Last night one of the local news anchors described Gerald Ford’s death as “tragic.” I know, in TV, where it isn’t possible to report a mass murder of kindergarteners without a smarmy furrowed brow and lots of unnecessary modifiers, all deaths are tragic. It’s just a default adjective, like “controversial.” Still. The man got four score and 13 and died in comfort, surrounded by his family. Kind of devalues the word, wouldn’t you say?
I’m devoting this weekend to housecleaning, literal and figurative. Before I change “On the Nightstand,” though, I want to recommend the book that’s been over there for a couple weeks — “King Leopold’s Ghost,” by Adam Hochschild. Most of my reading-for-pleasure is fiction, but as they say, this book reads like a novel. It’s about the formation and shameless exploitation of the Congo, mainly by the late king of Belgium, Leopold II. Hochschild notes in his introduction that although this effort resulted in the death of as many as 8 million people, it’s still strangely unknown in our time. (I had to agree, as I knew precisely nothing about it.) The story of European exploitation of its colonies is familiar, of course, but what makes this one different is the scope, the utter shamelessness with which Leopold sucked the life out of this region of Africa. There’s also the interesting detail that Congo wasn’t a Belgian colony until close to Leopold’s death; before that it was his personal colony, owned outright by one man, who never even set foot in the place. (He didn’t even like Belgium much, preferring the more refined comforts of Paris.)
I’ve mentioned before that Detroit actually has a Belgian community. A friend of mine featherbowls at their main outpost, the Cadieux Cafe, where the walls are hung with pictures of Eddie Merckx and regulars can tell you all about the difference between Flemish Belgians and French ones (called walloons, if you’re interested). But I’d bet few know much about this sordid story.
At some point blogging becomes a form of procrastination, like, um, now. If I don’t clean my kitchen right this minute, it’ll never get done.
Have a great weekend. Happy new year. See you there.

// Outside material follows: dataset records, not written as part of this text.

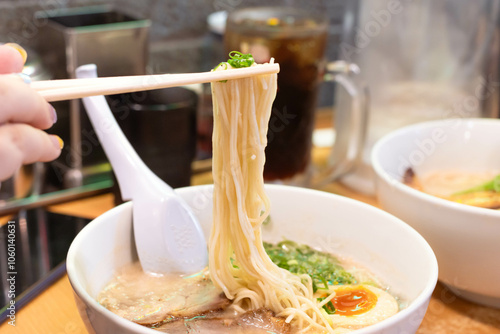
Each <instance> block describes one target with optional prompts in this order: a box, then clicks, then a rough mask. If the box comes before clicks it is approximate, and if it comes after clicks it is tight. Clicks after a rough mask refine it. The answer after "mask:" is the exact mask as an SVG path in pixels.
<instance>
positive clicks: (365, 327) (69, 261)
mask: <svg viewBox="0 0 500 334" xmlns="http://www.w3.org/2000/svg"><path fill="white" fill-rule="evenodd" d="M212 186H213V185H199V186H190V187H182V188H177V189H175V191H181V192H182V191H184V190H186V189H192V188H197V189H203V188H210V187H212ZM266 188H287V189H288V190H293V189H295V190H298V191H299V192H310V193H314V194H317V195H323V196H331V197H334V198H335V200H336V201H340V202H344V203H351V204H354V205H360V206H362V207H364V209H366V210H369V211H372V212H377V214H379V215H384V216H386V217H387V218H388V219H390V220H392V221H393V222H394V223H398V224H400V225H401V227H402V228H404V229H406V230H407V231H408V232H409V233H411V234H413V236H414V237H415V240H416V241H417V242H418V243H420V244H421V245H422V247H423V249H424V250H425V252H426V253H425V256H426V258H427V259H428V260H429V265H430V268H429V269H430V272H429V278H428V281H427V282H426V283H425V285H424V289H423V290H422V291H421V292H420V293H419V295H418V296H417V298H415V299H414V300H413V301H411V303H410V304H409V305H408V306H407V307H405V308H404V309H402V310H400V311H399V312H398V313H396V314H395V315H393V316H391V317H389V318H387V319H384V320H383V321H381V322H378V323H376V324H374V325H371V326H368V327H365V328H361V329H358V330H356V331H355V332H356V333H359V334H370V333H375V332H377V331H379V330H383V329H384V328H390V327H391V326H392V325H393V324H394V323H397V322H399V321H402V320H403V318H405V317H407V316H409V315H410V314H413V312H415V311H416V310H418V309H419V308H420V307H421V306H422V305H424V304H425V303H427V302H428V301H429V300H430V298H431V295H432V292H433V291H434V289H435V287H436V284H437V281H438V263H437V258H436V256H435V254H434V251H433V250H432V248H431V246H430V245H429V244H428V243H427V241H426V240H425V239H424V238H423V237H422V236H421V235H420V234H419V233H418V232H417V231H416V230H415V229H414V228H413V227H411V226H410V225H408V224H406V223H405V222H403V221H402V220H401V219H399V218H397V217H395V216H393V215H391V214H389V213H387V212H386V211H384V210H382V209H379V208H377V207H375V206H372V205H369V204H366V203H364V202H361V201H358V200H354V199H351V198H347V197H344V196H341V195H337V194H333V193H328V192H324V191H320V190H314V189H308V188H300V187H293V186H286V185H275V184H266ZM131 205H132V202H126V203H123V204H120V205H118V206H117V207H114V208H112V209H110V210H108V211H106V212H104V213H103V214H102V215H100V216H98V217H97V218H96V219H94V220H92V221H91V222H90V223H89V224H87V225H86V226H85V227H84V228H83V229H82V230H81V231H80V232H79V233H78V235H77V236H76V237H75V239H74V240H73V242H72V243H71V246H70V248H69V251H68V255H67V259H66V269H67V274H68V278H69V281H70V284H71V286H72V288H73V289H74V290H75V292H76V294H77V295H78V297H79V298H81V299H84V301H85V303H88V304H90V305H92V306H93V307H94V309H96V310H99V311H100V312H103V314H104V315H105V316H106V317H107V318H108V319H109V320H110V321H112V322H114V323H117V324H119V325H120V326H123V327H124V328H129V329H131V330H134V331H136V332H137V333H139V334H152V333H155V332H156V331H154V329H151V328H147V327H144V326H141V325H139V324H136V323H134V322H132V321H129V320H126V319H125V318H122V317H120V316H118V315H117V314H115V313H113V312H111V311H110V310H108V309H107V308H105V307H104V306H102V305H101V304H99V303H98V302H97V301H96V300H95V299H94V298H92V297H91V296H90V295H89V294H88V293H87V291H86V290H85V288H84V287H83V286H82V284H81V283H80V281H79V280H78V279H77V275H76V266H75V258H76V256H77V252H78V249H80V244H82V243H83V241H82V240H83V239H85V237H86V235H87V234H89V233H91V231H92V230H93V229H94V228H95V226H97V225H98V224H99V221H101V220H105V219H106V218H107V216H108V215H112V214H113V213H114V211H117V210H121V208H122V207H126V206H131Z"/></svg>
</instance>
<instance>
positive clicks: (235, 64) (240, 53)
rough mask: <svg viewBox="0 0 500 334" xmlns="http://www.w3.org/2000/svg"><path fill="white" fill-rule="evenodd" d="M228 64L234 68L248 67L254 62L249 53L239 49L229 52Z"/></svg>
mask: <svg viewBox="0 0 500 334" xmlns="http://www.w3.org/2000/svg"><path fill="white" fill-rule="evenodd" d="M227 62H228V63H229V65H231V66H232V67H236V68H242V67H250V66H252V65H253V63H254V62H255V61H254V59H253V56H252V55H251V54H250V53H241V52H239V51H231V52H229V59H228V60H227Z"/></svg>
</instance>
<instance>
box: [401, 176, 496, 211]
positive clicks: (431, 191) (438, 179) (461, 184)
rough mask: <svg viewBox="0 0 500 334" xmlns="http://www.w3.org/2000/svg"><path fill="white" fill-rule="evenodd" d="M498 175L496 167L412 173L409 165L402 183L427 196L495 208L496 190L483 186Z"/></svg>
mask: <svg viewBox="0 0 500 334" xmlns="http://www.w3.org/2000/svg"><path fill="white" fill-rule="evenodd" d="M499 174H500V171H499V170H490V171H483V172H468V171H461V170H438V171H433V172H430V173H427V174H421V175H416V174H415V172H414V171H413V169H411V168H409V169H408V170H407V171H406V172H405V175H404V176H403V182H404V183H405V184H406V185H408V186H410V187H412V188H414V189H417V190H420V191H422V192H424V193H427V194H429V195H433V196H436V197H440V198H443V199H447V200H450V201H453V202H457V203H461V204H466V205H471V206H477V207H482V208H487V209H497V210H498V209H500V192H498V191H494V190H493V189H485V188H484V185H485V184H488V183H490V184H491V182H492V180H493V179H495V178H498V175H499ZM493 182H495V181H493Z"/></svg>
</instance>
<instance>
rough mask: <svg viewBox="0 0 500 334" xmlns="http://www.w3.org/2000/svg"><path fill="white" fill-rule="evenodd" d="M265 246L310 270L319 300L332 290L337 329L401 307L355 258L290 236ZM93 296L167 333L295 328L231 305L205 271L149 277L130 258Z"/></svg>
mask: <svg viewBox="0 0 500 334" xmlns="http://www.w3.org/2000/svg"><path fill="white" fill-rule="evenodd" d="M265 245H266V249H267V251H268V252H269V254H270V257H271V258H272V259H273V261H274V262H275V263H277V264H278V265H279V266H281V267H287V270H290V271H291V272H296V273H297V272H298V273H301V271H303V270H306V271H309V272H310V274H311V277H312V279H313V281H315V284H314V287H315V290H316V291H315V296H316V297H317V298H318V299H319V300H322V299H325V298H328V296H331V295H334V297H333V298H331V300H326V301H325V304H324V307H323V308H324V310H325V312H326V313H328V314H329V319H331V324H332V327H334V328H336V332H338V333H345V332H350V331H352V330H355V329H358V328H362V327H366V326H368V325H371V324H374V323H377V322H379V321H381V320H383V319H385V318H387V317H389V316H391V315H393V314H395V313H396V312H398V310H399V308H400V305H399V304H398V300H397V299H396V298H394V297H393V296H391V295H390V294H389V293H388V292H387V291H386V290H387V289H383V288H381V287H382V285H381V283H380V282H379V281H378V280H377V279H376V278H375V277H374V276H373V275H372V274H371V273H370V272H369V271H367V270H365V269H363V268H362V267H360V266H359V265H357V264H356V263H351V262H347V261H342V262H341V261H339V260H338V259H337V258H336V257H333V256H332V255H330V254H327V253H322V252H319V251H316V250H313V249H312V248H310V247H307V246H304V245H297V244H296V243H293V242H290V241H286V242H282V243H279V244H277V245H271V244H267V243H266V244H265ZM344 268H345V269H344ZM322 281H324V283H322ZM333 292H335V293H334V294H332V293H333ZM97 300H98V302H99V303H100V304H102V305H103V306H105V307H106V308H107V309H109V310H111V311H112V312H114V313H115V314H117V315H119V316H121V317H123V318H125V319H127V320H130V321H133V322H135V323H137V324H140V325H143V326H146V327H149V328H153V329H156V330H158V331H162V332H168V333H171V334H178V333H267V334H268V333H276V334H280V333H298V332H299V331H300V329H299V328H296V327H294V325H291V324H290V323H288V322H287V321H286V318H285V317H280V316H279V315H277V314H276V313H275V312H273V311H272V310H269V309H264V308H261V309H257V310H250V311H243V310H239V309H238V308H235V307H233V305H232V302H231V301H230V300H229V299H227V298H226V297H225V295H224V294H223V293H222V291H220V290H219V289H217V288H216V287H215V286H214V285H213V284H212V282H211V280H210V276H209V273H208V270H205V271H202V272H200V273H197V274H195V275H191V276H184V277H181V276H177V275H171V276H167V275H164V276H154V275H150V274H147V273H145V272H143V271H142V268H141V266H140V264H139V263H133V264H131V265H128V266H126V267H124V268H122V269H121V270H120V271H119V272H118V273H117V274H116V275H115V277H114V278H113V279H112V280H111V281H110V282H109V283H108V285H107V286H106V287H105V288H104V289H103V291H102V292H101V293H100V294H99V296H98V298H97ZM309 333H312V332H309Z"/></svg>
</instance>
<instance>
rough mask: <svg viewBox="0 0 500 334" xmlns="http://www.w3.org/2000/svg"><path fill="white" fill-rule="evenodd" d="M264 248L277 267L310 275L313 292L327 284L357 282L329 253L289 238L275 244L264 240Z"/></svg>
mask: <svg viewBox="0 0 500 334" xmlns="http://www.w3.org/2000/svg"><path fill="white" fill-rule="evenodd" d="M264 248H265V249H266V252H267V254H268V255H269V257H270V258H271V260H272V261H273V262H274V263H275V264H276V265H277V266H278V267H280V268H283V269H286V270H288V271H290V272H291V273H294V274H298V275H300V274H307V275H309V276H311V279H312V283H313V291H314V292H316V291H317V290H318V289H328V285H337V284H356V283H357V281H356V279H355V278H354V276H353V275H352V274H350V273H348V272H347V271H346V270H345V269H344V268H343V267H342V266H341V265H340V264H339V261H338V259H337V258H335V257H334V256H333V255H331V254H329V253H323V252H320V251H317V250H315V249H312V248H311V247H309V246H307V245H299V244H297V243H295V242H293V241H290V240H285V241H282V242H279V243H278V244H275V245H274V244H270V243H266V242H265V243H264Z"/></svg>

basset said on December 29, 2006 at 11:14 am
basset said on December 29, 2006 at 11:22 am
OK, I googled it… the obligatory Flickr pics are at:
think I’d rather go to that bar with the black Lab, myself.
Adrianne said on December 29, 2006 at 12:24 pm
I read King Leopold’s Ghost in a weekend gallop after hearing Adam Hochschild speak at the Nieman Narrative Journalism conference in November. It was really fascinating, especially the profile of Leopold’s nemesis, the Englisman who figured out the rape of the Congo by watching the boats come into Brussels laden with African goods, and watching them go out loaded with guns and little else. Highly recommended!
danno said on December 29, 2006 at 2:42 pm
Does the Belgian community in Detroit have a place that serves pommes frites?? Belgian fries are the bomb!!!
Kim said on December 29, 2006 at 6:33 pm
I, too, have been meaning to mention King Leopold’s Ghost. So glad to see it on the nightstand! It’s a ripper, one that becomes even more shocking when we realize our relative ignorance about Places That Are Not Here. I came upon it soon after its publication due to a strange, inexplicable fascination with the Congo (Joe Conrad, maybe? I dunno.) Anyway, for anyone who read/was fascinated by Poisonwood Bible, this would be the perfect nonfiction companion read.
On the tragic death of our former president: Ugh, I am so over that word to describe a life well-lived. Same with “died suddenly” to describe anyone over 80 who’s shuffled off this mortal coil. The best part of Ford’s death was my former employer’s “localization” of it: “Ford visited here several times.” All you newspaper folk in NN Land will know this tendency to make local something that is probably news enough on its own. (James Brown got the same treatment … and placement in news position above the fold!)
Recommended reading: If You Lived Here, I’d Know Your Name, by Heather Lende. She’s an east coaster who moved to Alaska on her honeymoon some 25 years ago. Columnist for the local newspaper (town population: 2000, give or take), wonderful read of goings-on in tiny Haines, AK, and her take on the stuff of life in a beautiful, wild and remote place where your friends become your family.
A belated merry and early happy to all, esp. the proprietress.
Marcia said on December 30, 2006 at 1:31 pm
Happy New Year to you all! I will be festively celebrating the stroke of midnight at work, wearing my formal green scrubs. You all have a lovely evening.